AK : C’était très terrifiant, franchement, de changer de support, de passer d’un écran géant à un écran de télévision. Je me suis dit: « Est-ce qu’elle travaillera même dans ce petit espace? » Deux nuits auparavant, j’ai compris que je travaillais avec deux femmes et non avec deux hommes. J’ai appelé le producteur et lui ai dit : « Elle est avec deux femmes. Il a dit : « Ne t’inquiète pas. Considérez-la comme omnisexuelle. Et j’ai pensé, « D’accord. » Ce n’est qu’après que j’ai réalisé que je ne savais pas ce qu’était l’omnisexualité. C’était merveilleux de la rencontrer dans un contexte complètement différent. Et, très franchement, peu importe combien de fois ils se débarrassent d’elle, je pense qu’ils se trompent. Elle est dehors. Elle a été créée. Elle ne peut pas être détruite. Quel personnage fascinant elle est. Je ne leur ai jamais demandé, et j’aimerais bien savoir, s’ils avaient la moindre idée qu’elle allait devenir un archétype absolu. Je n’avais aucune idée s’ils savaient. Je ne l’ai certainement pas fait. Le temps qu’ils aient mis le maquillage et le costume, et que je me suis regardé dans le miroir, ce n’était plus moi. J’avais vraiment l’impression d’être juste un canal et la reine Borg s’est approchée, a fait son truc et est partie.

She Will – Bande-annonce officielle | HD | IFC Minuit

AVC : Qu’il s’agisse d’un rôle comme Veronica ou la Reine Borg ou la créature féline Mary dans Somnambulesà quel point est-ce délicieux d’être entouré de maquillage à effets spéciaux, de prothèses et de gore ?

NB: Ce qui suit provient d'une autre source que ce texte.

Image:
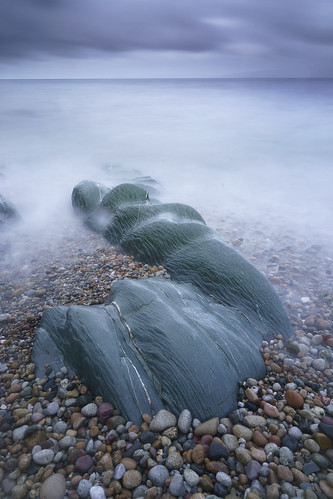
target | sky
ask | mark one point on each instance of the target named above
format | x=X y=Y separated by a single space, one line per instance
x=166 y=38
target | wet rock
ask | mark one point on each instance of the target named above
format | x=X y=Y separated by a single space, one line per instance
x=163 y=419
x=54 y=487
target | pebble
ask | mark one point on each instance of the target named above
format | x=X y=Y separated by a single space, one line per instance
x=177 y=486
x=191 y=477
x=184 y=421
x=60 y=416
x=207 y=428
x=84 y=487
x=224 y=479
x=89 y=410
x=158 y=475
x=54 y=487
x=97 y=492
x=52 y=409
x=163 y=420
x=131 y=479
x=43 y=457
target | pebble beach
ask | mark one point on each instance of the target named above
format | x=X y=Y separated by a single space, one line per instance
x=60 y=440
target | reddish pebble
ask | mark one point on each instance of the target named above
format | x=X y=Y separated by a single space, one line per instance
x=84 y=463
x=294 y=399
x=104 y=412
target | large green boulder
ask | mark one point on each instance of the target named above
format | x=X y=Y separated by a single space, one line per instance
x=154 y=344
x=121 y=196
x=87 y=196
x=176 y=236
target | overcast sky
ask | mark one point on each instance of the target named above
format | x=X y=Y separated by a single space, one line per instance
x=165 y=38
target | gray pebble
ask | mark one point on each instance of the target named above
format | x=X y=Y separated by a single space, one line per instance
x=19 y=433
x=191 y=477
x=43 y=457
x=224 y=479
x=84 y=487
x=177 y=485
x=286 y=456
x=52 y=409
x=163 y=420
x=97 y=492
x=158 y=474
x=139 y=492
x=60 y=427
x=89 y=410
x=319 y=364
x=67 y=442
x=295 y=432
x=184 y=421
x=119 y=471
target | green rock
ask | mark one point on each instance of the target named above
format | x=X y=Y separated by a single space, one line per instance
x=87 y=196
x=154 y=344
x=8 y=213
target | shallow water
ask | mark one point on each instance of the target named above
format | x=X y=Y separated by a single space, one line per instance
x=260 y=149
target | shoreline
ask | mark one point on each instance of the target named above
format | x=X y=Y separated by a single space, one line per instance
x=301 y=274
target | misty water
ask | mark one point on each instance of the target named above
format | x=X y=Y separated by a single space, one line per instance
x=257 y=150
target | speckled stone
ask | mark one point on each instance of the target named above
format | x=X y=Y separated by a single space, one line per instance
x=89 y=410
x=241 y=431
x=158 y=475
x=254 y=421
x=184 y=421
x=174 y=461
x=84 y=487
x=163 y=420
x=177 y=486
x=43 y=457
x=97 y=492
x=224 y=479
x=19 y=491
x=132 y=479
x=230 y=441
x=208 y=427
x=294 y=399
x=54 y=487
x=191 y=477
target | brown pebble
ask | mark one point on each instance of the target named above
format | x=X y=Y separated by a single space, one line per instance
x=322 y=440
x=299 y=476
x=94 y=431
x=252 y=396
x=131 y=479
x=271 y=411
x=198 y=454
x=284 y=473
x=216 y=466
x=10 y=399
x=294 y=399
x=129 y=463
x=146 y=418
x=206 y=483
x=258 y=455
x=259 y=438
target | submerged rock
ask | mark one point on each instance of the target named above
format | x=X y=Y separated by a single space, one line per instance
x=87 y=195
x=175 y=235
x=154 y=344
x=158 y=344
x=8 y=212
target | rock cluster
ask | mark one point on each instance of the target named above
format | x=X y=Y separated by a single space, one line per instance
x=58 y=439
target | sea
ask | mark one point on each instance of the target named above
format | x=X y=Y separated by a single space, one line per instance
x=260 y=150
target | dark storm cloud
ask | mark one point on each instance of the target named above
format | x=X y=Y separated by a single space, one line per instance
x=29 y=28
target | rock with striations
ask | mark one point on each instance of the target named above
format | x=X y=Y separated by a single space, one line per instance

AK : Ils sont devenus si sophistiqués maintenant. The Borg Queen … ce que Scott Wheeler, qui a conçu la tête et la marqueup, m’a donné … était un cadeau extraordinaire. Pensez-y. Vous ne pouvez pas l’imaginer séparée de ce à quoi elle ressemblait. Pas du tout. Je n’aurais pas pu me présenter et être la reine Borg. Cela aurait été ridicule. C’était qui elle était. On m’a donné ça. Le cinéma est le plus collaboratif des arts. J’ai eu la chance de travailler avec les collaborations les plus généreuses et les plus créatives. Ça continue encore et encore, le nombre de richesses que j’ai reçues des gens avec qui je travaillais. Les effets spéciaux, les prothèses, s’ils sont magnifiquement exécutés, peuvent être une porte vers une réalité différente.

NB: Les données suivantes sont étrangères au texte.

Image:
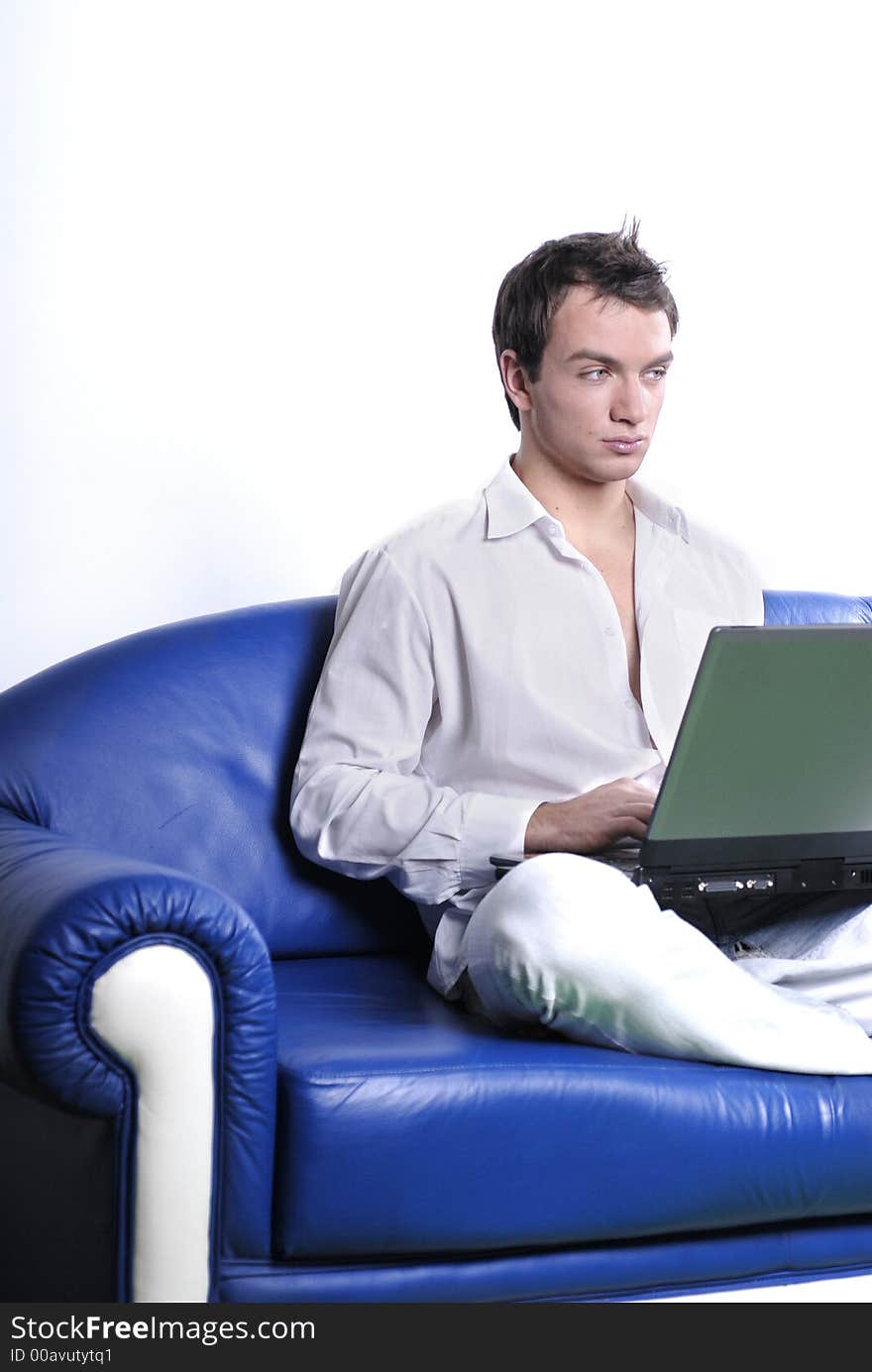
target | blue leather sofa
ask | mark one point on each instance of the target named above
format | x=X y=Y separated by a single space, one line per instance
x=344 y=1133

J’ai de nouveau travaillé avec Scott Wheeler sur un drame absolument droit. J’avais besoin de vieillir d’environ 45 à 80 ans. À la fin, j’avais besoin d’avoir eu un accident vasculaire cérébral. C’est un film qui s’appelle Peau. Scott a fait ces effets spéciaux, les prothèses, à la fin. C’était une telle bénédiction de travailler avec lui. Il est tellement bon dans ce qu’il fait. Passer de 45 ans à cette vieille femme en fauteuil roulant était merveilleux. Il m’a aidé à tracer le cours de sa vie par ce qu’il a contribué.

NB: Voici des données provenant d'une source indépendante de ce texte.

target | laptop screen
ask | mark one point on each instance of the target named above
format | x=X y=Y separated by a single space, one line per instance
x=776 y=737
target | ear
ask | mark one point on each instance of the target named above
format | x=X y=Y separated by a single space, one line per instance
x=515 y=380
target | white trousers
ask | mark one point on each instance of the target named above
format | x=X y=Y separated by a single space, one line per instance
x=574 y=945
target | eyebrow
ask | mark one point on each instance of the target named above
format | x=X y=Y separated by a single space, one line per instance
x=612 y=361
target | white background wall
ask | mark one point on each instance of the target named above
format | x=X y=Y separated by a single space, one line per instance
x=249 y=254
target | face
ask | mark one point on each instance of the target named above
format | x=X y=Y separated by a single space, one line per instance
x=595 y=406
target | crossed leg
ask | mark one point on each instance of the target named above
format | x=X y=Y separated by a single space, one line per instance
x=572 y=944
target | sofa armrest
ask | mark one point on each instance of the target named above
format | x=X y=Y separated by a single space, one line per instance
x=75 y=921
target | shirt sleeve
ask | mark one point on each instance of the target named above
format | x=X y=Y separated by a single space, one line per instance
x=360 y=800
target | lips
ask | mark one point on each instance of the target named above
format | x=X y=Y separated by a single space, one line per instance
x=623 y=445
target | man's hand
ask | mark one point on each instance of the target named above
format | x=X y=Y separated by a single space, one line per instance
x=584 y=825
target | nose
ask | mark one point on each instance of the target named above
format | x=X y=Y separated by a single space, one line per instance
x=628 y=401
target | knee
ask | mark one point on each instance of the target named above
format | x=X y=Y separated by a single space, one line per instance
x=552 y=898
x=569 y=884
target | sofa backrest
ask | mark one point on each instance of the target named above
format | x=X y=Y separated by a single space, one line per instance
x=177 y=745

Il y a toujours ce grand danger. Nous tournions en Afrique du Sud. Scott a fabriqué ces pièces dans son laboratoire, dans la vallée, à Los Angeles. Il est venu en Afrique du Sud avec eux tous dans une boîte. Nous avons tourné cette séquence juste à la fin du film. À la fin de cette journée, il m’a dit : « Maintenant, je peux vous dire quelque chose qui s’est passé la nuit dernière. J’ai ouvert la boîte et toutes les pièces de rechange s’étaient désintégrées. Ceux sur ton visage sont les seuls qui ont survécu. J’avais un ensemble complet et quand je les ai mis, je ne savais pas s’ils tiendraient jusqu’à la fin de la journée. C’était une anomalie complète. Cela ne lui était jamais arrivé auparavant. Dieu merci, il ne me l’a pas dit.